FARGO, N.D. (AP) — A Seattle doctor accused of turning in phony Medicare claims that included reports of nursing-home visits to patients who were dead says he will plead guilty.
John C. Chen is charged in North Dakota federal court with six counts, including health-care fraud and false statements related to health care. The charges carry a combined maximum penalty of 45 years in prison.
The case is being heard in North Dakota because Fargo-based Noridian Healthcare Solutions processes and pays Medicare Part B claims in Washington state. Medicare Part B helps to pay for certain physician and outpatient services.
Chen’s lawyer, Robert Flennaugh II, filed a change of plea notice Wednesday and asked that the plea and sentencing hearings be combined.

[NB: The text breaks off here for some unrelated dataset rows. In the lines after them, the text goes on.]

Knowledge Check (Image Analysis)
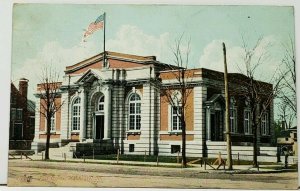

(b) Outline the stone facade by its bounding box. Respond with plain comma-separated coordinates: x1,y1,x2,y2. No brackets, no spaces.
34,52,274,157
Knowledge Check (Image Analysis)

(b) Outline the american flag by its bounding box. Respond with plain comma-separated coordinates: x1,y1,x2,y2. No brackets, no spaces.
83,14,104,41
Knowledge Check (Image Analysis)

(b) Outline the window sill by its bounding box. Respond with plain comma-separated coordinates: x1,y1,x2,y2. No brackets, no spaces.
168,131,182,135
126,130,141,135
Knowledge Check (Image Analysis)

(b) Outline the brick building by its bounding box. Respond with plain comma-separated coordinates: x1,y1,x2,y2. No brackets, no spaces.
9,78,35,149
32,52,274,157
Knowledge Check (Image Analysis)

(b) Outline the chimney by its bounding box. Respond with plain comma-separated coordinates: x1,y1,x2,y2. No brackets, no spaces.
19,78,28,98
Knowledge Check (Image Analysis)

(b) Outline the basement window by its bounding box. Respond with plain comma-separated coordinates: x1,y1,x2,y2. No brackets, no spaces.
171,145,180,153
129,144,134,153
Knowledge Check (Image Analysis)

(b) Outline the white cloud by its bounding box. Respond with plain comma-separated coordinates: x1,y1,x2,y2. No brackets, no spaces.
107,25,170,61
199,36,281,81
12,41,97,99
12,25,170,99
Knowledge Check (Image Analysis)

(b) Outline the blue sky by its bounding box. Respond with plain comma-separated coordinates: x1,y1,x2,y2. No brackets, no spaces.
12,4,294,102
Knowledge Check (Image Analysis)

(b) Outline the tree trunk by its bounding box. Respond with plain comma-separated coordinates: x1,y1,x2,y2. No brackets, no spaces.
253,126,258,168
181,120,187,168
45,117,51,160
223,42,232,170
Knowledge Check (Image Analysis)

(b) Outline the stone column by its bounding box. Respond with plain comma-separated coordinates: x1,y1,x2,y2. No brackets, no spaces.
206,106,211,141
104,86,112,139
79,88,86,142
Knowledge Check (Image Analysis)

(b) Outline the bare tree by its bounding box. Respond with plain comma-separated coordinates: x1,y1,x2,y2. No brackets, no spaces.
38,66,63,160
278,38,297,128
277,98,296,130
161,35,193,168
222,42,233,170
235,37,283,167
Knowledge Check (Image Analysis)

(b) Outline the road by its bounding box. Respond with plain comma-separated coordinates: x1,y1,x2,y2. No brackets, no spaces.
8,160,298,190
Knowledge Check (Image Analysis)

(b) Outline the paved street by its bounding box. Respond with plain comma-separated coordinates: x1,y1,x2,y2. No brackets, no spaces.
8,160,297,190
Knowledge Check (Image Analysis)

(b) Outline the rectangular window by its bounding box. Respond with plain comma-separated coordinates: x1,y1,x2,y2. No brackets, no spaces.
10,108,16,121
244,110,252,135
261,113,269,135
129,115,135,130
171,106,182,131
16,109,23,120
230,108,237,133
171,145,180,153
129,144,134,153
50,114,55,131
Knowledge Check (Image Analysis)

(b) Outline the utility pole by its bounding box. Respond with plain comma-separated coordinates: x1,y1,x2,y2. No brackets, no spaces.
223,42,232,170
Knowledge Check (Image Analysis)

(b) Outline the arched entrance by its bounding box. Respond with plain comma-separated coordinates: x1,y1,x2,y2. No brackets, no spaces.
92,92,105,140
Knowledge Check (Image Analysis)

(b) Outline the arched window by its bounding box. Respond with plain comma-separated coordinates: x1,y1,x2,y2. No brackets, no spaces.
169,90,182,131
129,93,141,130
98,96,104,111
229,97,237,133
50,103,56,131
72,98,80,131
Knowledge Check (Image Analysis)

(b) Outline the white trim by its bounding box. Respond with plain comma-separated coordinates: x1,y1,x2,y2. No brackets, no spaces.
243,108,252,135
261,112,269,135
229,106,237,133
70,96,82,132
126,90,142,132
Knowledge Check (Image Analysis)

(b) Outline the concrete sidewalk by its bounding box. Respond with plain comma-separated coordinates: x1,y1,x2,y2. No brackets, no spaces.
19,154,292,174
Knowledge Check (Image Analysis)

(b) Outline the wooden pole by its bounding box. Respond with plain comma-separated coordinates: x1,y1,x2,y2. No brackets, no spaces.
103,12,106,67
117,149,120,164
223,42,232,170
93,145,95,160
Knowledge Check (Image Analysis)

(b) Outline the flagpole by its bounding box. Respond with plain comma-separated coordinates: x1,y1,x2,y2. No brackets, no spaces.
103,12,106,67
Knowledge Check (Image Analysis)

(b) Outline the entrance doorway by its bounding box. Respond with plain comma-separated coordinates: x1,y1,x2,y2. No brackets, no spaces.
95,115,104,139
210,110,224,141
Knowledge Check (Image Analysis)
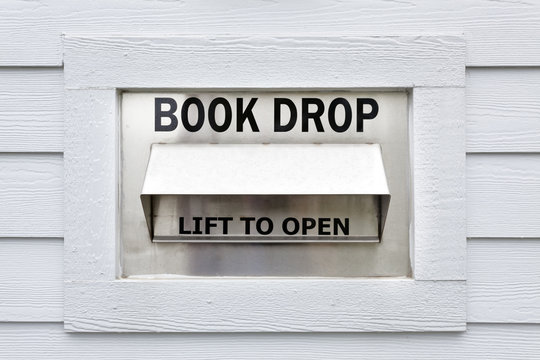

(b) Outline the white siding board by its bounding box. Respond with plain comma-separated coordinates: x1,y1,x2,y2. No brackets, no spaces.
0,68,540,153
4,239,540,323
0,0,540,66
0,239,64,320
467,239,540,323
0,323,540,360
467,154,540,238
467,68,540,152
0,153,64,237
0,68,64,152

“He lives in the state of Washington and prefers to fly out for one hearing,” Flennaugh wrote.
Flennaugh did not immediately respond to requests for comment.

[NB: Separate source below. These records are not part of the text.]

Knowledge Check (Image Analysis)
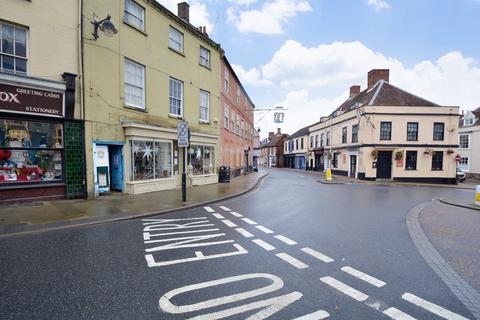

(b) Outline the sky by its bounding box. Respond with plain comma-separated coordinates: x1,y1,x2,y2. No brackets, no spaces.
157,0,480,138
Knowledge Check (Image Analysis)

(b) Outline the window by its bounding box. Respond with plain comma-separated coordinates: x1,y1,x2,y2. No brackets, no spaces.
123,0,145,31
168,27,183,53
200,47,210,68
0,119,63,185
223,105,230,129
407,122,418,141
125,58,145,109
405,151,417,170
0,22,28,75
458,134,470,149
170,78,183,117
432,151,443,171
433,122,445,141
130,140,172,181
352,124,358,143
380,122,392,140
200,90,210,122
188,145,215,176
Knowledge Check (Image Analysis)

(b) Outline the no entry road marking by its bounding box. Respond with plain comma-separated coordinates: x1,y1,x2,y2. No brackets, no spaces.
340,266,386,288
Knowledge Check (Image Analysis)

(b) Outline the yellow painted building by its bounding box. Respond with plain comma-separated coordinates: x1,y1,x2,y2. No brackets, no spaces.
82,0,223,196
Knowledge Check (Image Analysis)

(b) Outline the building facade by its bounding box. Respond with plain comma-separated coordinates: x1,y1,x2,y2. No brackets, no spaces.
0,0,85,201
309,69,459,183
82,0,223,196
220,56,255,177
458,108,480,178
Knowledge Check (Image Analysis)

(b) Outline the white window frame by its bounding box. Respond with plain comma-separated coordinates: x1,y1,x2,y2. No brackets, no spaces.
168,77,184,118
199,89,210,123
123,0,145,31
123,58,146,110
168,26,184,54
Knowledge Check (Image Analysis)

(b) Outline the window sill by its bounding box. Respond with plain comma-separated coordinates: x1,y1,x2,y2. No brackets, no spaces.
123,20,148,37
168,47,186,58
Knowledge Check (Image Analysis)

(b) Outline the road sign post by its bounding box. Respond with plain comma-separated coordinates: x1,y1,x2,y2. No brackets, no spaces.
178,121,190,202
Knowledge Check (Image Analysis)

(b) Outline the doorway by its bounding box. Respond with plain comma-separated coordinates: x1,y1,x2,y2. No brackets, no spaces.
377,151,392,179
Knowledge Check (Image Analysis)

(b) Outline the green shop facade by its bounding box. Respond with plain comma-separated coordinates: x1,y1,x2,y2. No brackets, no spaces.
0,73,85,205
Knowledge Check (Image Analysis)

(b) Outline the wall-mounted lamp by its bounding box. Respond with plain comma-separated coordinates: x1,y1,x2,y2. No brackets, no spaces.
92,14,118,40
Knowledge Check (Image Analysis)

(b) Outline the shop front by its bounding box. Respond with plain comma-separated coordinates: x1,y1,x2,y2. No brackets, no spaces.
0,74,84,201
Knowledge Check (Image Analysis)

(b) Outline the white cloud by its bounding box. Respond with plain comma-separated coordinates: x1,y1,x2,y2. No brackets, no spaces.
157,0,213,33
227,0,312,35
367,0,390,11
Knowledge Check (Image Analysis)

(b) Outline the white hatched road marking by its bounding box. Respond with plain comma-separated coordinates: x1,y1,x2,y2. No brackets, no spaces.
340,266,386,288
274,234,297,246
383,307,416,320
252,239,275,251
302,247,335,263
293,310,330,320
320,277,368,301
235,228,253,238
212,213,225,219
255,226,273,233
402,292,468,320
276,252,308,269
242,218,257,226
220,219,237,228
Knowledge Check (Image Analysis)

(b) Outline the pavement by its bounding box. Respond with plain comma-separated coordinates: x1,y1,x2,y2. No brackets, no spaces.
0,172,266,236
0,169,480,320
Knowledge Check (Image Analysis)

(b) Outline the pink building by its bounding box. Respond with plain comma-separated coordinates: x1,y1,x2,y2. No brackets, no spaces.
220,56,255,177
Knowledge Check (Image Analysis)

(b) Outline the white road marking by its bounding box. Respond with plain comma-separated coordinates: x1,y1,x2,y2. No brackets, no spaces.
320,277,368,301
255,226,273,233
402,292,468,320
340,266,386,288
230,211,243,218
235,228,253,238
212,213,225,219
220,219,237,228
302,247,335,263
293,310,330,320
276,252,308,269
252,239,275,251
275,234,297,246
242,218,257,226
383,307,416,320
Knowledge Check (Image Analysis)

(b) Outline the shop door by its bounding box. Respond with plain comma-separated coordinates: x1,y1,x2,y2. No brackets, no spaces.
377,151,392,179
108,146,123,191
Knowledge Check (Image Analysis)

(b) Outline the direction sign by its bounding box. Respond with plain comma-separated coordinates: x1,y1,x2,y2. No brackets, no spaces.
178,122,189,148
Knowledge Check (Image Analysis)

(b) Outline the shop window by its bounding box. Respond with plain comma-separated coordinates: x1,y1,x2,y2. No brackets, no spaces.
0,119,63,184
188,145,215,176
130,140,172,181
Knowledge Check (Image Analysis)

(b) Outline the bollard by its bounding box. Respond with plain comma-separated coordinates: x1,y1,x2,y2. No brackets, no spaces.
475,184,480,206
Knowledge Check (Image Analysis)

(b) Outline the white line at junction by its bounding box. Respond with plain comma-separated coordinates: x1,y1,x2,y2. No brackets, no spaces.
302,247,335,263
340,266,386,288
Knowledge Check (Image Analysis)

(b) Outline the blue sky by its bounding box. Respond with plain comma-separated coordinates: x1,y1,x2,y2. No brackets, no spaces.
158,0,480,137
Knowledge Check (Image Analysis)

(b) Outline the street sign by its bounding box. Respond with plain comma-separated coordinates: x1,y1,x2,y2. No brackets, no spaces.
178,122,189,148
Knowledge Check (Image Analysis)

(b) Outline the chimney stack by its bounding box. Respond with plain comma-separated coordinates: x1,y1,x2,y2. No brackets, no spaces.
368,69,390,89
177,1,190,22
350,86,360,98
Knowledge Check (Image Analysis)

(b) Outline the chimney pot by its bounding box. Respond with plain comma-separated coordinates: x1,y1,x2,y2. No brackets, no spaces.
368,69,390,89
177,1,190,21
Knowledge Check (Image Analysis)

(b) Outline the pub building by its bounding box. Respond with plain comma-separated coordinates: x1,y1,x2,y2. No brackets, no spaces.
0,72,85,204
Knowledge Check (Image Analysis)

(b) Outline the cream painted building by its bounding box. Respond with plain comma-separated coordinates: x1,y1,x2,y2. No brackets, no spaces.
310,69,459,183
0,0,85,202
82,0,223,195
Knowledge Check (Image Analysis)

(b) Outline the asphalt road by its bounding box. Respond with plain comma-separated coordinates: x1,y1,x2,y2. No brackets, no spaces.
0,170,478,320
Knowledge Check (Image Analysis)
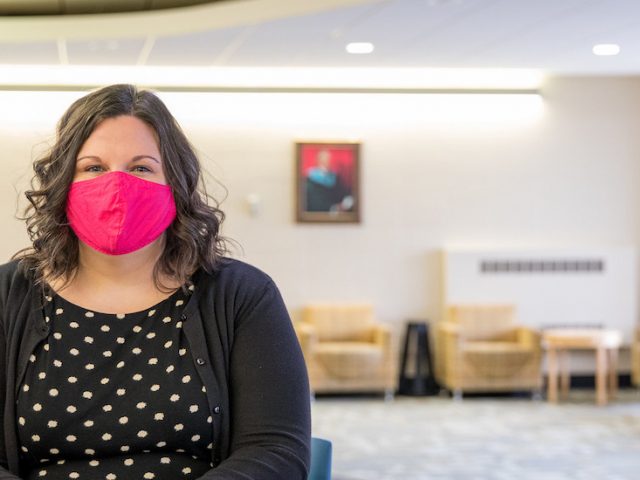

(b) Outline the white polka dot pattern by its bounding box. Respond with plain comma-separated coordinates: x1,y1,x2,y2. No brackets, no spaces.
17,291,213,480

Authorities said Chen submitted 673 claims for medical services in the Seattle-Tacoma area from 2007 through 2010, when he was out of the country. Another 212 claims were filed between April 2007 and July 2012 for nursing-home visits that never took place, according to court documents.

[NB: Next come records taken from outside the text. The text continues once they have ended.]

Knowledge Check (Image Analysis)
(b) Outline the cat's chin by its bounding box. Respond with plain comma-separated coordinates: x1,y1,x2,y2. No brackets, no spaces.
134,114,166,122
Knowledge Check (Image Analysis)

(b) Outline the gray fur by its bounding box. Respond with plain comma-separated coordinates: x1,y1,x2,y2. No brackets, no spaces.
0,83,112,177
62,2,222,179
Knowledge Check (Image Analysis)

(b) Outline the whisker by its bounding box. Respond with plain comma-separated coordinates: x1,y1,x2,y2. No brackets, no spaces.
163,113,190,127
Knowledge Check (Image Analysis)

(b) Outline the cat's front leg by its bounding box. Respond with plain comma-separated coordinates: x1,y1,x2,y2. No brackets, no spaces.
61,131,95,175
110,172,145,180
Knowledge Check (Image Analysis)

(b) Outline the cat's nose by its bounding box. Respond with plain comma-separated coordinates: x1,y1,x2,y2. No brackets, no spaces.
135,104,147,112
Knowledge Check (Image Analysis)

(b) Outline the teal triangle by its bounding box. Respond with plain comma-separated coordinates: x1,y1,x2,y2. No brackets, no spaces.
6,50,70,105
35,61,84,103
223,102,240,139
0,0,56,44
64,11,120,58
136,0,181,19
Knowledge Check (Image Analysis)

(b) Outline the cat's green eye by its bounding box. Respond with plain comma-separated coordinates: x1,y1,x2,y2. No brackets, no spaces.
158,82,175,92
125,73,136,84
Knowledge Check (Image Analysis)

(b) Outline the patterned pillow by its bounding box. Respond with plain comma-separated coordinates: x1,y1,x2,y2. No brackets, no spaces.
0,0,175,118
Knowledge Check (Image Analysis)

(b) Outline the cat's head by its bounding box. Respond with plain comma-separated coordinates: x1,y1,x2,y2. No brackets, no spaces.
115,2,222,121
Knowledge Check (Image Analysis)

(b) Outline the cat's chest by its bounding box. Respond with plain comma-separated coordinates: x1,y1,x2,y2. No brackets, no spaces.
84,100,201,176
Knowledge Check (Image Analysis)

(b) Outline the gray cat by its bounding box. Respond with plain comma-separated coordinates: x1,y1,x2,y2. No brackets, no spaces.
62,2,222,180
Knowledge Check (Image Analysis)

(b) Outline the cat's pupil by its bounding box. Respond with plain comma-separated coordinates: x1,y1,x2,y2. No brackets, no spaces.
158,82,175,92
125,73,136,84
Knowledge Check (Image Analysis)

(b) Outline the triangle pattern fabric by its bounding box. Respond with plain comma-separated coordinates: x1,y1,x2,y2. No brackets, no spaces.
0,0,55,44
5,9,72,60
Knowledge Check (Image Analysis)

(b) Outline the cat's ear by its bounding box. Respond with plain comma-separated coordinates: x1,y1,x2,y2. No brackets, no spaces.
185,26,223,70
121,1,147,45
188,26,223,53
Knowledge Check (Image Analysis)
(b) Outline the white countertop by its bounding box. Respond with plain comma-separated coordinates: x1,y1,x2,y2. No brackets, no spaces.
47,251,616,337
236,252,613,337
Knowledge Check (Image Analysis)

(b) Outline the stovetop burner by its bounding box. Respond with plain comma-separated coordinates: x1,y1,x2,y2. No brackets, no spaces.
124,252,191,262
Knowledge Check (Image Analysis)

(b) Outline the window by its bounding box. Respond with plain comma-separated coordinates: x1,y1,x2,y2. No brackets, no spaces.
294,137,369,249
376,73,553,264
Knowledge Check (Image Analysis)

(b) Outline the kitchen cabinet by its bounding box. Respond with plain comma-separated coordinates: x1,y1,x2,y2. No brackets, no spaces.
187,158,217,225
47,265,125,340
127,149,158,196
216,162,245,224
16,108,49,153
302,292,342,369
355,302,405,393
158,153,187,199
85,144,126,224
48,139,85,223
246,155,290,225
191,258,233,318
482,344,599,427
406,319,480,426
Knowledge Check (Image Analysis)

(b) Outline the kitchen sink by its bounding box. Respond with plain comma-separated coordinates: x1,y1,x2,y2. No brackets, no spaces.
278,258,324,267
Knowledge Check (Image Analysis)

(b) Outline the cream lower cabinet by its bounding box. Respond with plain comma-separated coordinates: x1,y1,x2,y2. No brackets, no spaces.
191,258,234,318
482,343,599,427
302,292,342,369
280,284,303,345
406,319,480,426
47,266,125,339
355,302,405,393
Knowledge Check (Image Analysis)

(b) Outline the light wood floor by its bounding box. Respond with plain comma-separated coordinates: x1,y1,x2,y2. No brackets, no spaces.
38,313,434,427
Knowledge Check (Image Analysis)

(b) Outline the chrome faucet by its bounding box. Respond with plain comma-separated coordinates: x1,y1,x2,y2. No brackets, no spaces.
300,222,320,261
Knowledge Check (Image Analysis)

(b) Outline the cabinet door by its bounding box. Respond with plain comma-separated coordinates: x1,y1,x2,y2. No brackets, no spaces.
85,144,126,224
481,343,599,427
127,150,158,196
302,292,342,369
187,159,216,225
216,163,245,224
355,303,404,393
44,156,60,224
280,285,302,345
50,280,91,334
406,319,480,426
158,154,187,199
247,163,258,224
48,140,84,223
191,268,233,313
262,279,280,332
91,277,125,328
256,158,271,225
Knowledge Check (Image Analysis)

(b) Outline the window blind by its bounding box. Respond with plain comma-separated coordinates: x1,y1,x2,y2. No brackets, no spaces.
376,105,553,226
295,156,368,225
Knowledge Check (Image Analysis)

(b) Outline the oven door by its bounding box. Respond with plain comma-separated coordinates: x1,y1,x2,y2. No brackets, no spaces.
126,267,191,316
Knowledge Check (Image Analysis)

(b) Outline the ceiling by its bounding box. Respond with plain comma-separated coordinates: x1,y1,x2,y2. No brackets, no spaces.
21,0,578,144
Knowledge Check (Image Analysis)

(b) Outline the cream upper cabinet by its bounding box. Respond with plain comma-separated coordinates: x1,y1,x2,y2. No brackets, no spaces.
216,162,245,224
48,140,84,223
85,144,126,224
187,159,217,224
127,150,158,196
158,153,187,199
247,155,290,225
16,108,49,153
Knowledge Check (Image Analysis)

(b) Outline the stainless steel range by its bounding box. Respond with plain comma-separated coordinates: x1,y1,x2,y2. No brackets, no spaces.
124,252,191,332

It’s not clear how many claims Chen submitted for services he said he performed on certain dates after patients had died.
Physicians are permitted to bill Medicare for evaluation and management services provided to patients in skilled nursing facilities, but they must be deemed “medically necessary” and the doctor must personally document the need for services in the patient’s medical record. The indictment said Chen failed to keep accurate notes of patient records.
The government is asking Chen to pay back any losses and forfeit all property and proceeds that were gained as a result of the scheme. Those damages have not been specified.
A change of plea and sentencing hearing has not been scheduled.